Lloyd compares the prognosis for esophageal cancer, and the use of radiation therapy for this disease, to that of breast cancer.

“[Esophageal cancer] is a disease that portends a poor prognosis compared with some other cancers,” he said. “In breast cancer, we do think about the dose of radiation going to the heart and we’re not willing to accept a very high dose … because we feel that we can cure patients with breast cancer without much riskto the heart. But with esophageal cancer … because the disease is generally more commonly fatal, we tend not to worry as much about the doses that we’re giving to the heart.”
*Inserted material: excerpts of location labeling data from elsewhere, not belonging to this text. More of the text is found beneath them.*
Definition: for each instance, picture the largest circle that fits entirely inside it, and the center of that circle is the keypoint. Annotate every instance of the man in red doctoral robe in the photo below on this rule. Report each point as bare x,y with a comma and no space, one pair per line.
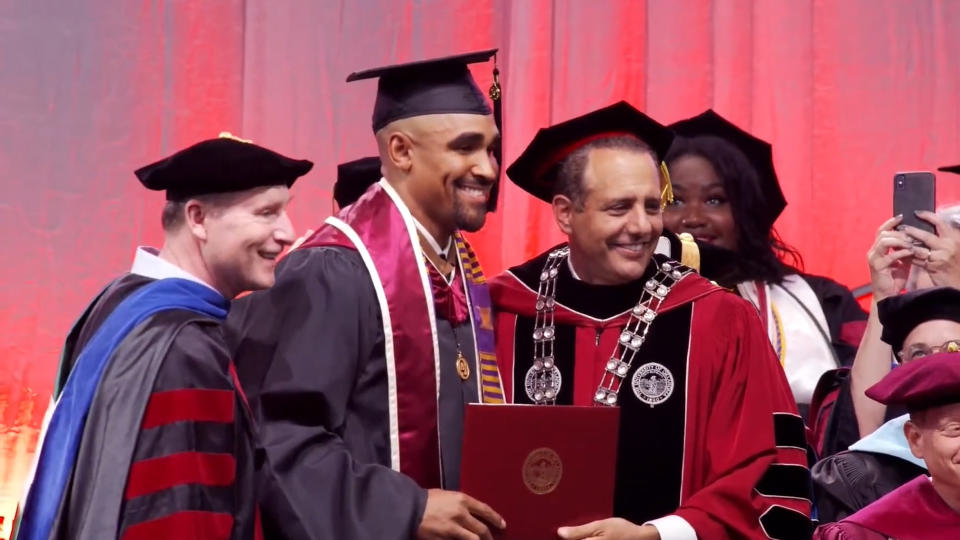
927,507
710,442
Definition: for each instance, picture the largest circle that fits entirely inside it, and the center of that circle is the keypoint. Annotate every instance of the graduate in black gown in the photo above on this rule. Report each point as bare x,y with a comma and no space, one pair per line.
360,362
150,436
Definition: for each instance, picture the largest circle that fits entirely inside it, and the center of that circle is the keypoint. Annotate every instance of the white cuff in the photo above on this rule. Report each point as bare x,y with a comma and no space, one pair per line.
673,527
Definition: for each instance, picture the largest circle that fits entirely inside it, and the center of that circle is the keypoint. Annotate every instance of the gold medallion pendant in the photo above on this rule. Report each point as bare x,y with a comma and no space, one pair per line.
463,368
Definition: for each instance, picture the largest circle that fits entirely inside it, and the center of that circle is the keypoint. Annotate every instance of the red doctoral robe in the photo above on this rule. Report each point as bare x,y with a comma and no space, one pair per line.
914,511
724,450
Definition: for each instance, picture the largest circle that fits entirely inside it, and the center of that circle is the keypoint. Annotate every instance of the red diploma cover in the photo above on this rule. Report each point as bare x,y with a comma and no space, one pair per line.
541,467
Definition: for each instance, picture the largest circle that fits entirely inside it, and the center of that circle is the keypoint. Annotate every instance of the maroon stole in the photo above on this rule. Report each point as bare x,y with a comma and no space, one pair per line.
380,228
914,511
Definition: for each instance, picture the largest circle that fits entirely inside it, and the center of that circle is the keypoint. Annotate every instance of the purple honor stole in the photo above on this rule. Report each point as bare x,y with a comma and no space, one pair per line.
481,318
380,228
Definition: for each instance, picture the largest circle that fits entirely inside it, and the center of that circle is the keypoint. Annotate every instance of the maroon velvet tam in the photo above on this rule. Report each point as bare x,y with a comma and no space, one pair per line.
927,382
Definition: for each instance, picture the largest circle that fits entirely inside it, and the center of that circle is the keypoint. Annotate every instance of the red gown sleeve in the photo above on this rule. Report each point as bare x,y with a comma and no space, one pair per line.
746,467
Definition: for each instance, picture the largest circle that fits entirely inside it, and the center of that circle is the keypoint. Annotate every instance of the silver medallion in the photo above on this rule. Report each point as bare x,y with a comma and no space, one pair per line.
551,383
652,383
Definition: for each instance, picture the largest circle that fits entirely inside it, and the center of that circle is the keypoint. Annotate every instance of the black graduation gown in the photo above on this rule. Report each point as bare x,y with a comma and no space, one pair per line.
849,481
310,355
167,447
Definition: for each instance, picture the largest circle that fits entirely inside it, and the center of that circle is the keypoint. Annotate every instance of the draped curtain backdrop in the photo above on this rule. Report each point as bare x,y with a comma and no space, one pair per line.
848,92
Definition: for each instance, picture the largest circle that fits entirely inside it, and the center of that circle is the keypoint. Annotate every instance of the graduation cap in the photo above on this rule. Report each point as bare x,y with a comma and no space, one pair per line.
927,382
758,152
536,170
436,86
353,179
899,315
220,165
955,169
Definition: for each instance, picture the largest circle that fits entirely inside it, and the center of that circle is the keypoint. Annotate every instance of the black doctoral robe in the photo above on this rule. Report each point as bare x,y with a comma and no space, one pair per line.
310,355
167,450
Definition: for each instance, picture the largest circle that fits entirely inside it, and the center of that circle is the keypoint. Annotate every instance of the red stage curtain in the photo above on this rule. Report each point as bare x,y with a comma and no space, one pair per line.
848,92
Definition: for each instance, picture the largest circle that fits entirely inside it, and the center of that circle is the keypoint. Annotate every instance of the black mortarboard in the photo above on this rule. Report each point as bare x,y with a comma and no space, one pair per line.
899,315
437,86
353,179
953,168
535,171
931,381
758,152
220,165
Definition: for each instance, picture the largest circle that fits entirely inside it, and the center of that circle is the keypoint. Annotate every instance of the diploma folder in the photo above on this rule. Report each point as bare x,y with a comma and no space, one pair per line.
541,467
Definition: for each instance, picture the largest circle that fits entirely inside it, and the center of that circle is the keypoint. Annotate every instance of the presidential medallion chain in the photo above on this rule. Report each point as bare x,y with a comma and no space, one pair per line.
543,379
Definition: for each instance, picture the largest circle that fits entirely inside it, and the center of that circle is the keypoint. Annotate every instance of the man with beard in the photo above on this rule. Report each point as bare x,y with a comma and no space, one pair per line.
150,437
361,361
710,444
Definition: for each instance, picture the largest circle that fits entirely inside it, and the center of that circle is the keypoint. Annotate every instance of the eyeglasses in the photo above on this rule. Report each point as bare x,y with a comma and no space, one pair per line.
915,352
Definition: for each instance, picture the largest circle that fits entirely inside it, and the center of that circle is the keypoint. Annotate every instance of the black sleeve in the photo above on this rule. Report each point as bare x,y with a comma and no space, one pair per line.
845,317
188,466
300,346
849,481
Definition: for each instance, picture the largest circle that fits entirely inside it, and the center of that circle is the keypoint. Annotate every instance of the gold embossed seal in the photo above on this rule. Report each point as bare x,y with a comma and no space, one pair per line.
542,471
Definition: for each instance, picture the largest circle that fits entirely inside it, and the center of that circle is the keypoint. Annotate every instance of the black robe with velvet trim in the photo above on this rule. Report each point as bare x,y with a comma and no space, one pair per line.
724,450
167,449
310,355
As a result, Lloyd says the study may raise some questions in the future about whether the radiation doses used in esophageal cancer are too high, as well as the compromise between the doses needed for effective treatment and the potential damage to the heart.

Ko says the results of the study raise “an appropriate concern.”

“I don’t think it changes practice as far as the fact that we still should use radiation treatment whenever appropriate for esophageal cancer,” he said. “But it serves as a reminder in terms of being vigilant about the very real possibility of later toxicities, including cardiac issues.” – by Julia Ernst, MS

References:

Frandsen JE, et al. Abstract 4025.

Presented at: ASCO Annual Meeting; May 29-June 2, 2015; Chicago.

Frandsen J, et al. J Gastrointest Oncol. 2015;doi:10.3978/j.issn.2078-6891.2015.040.

Disclosure: The researchers report no relevant financial disclosures.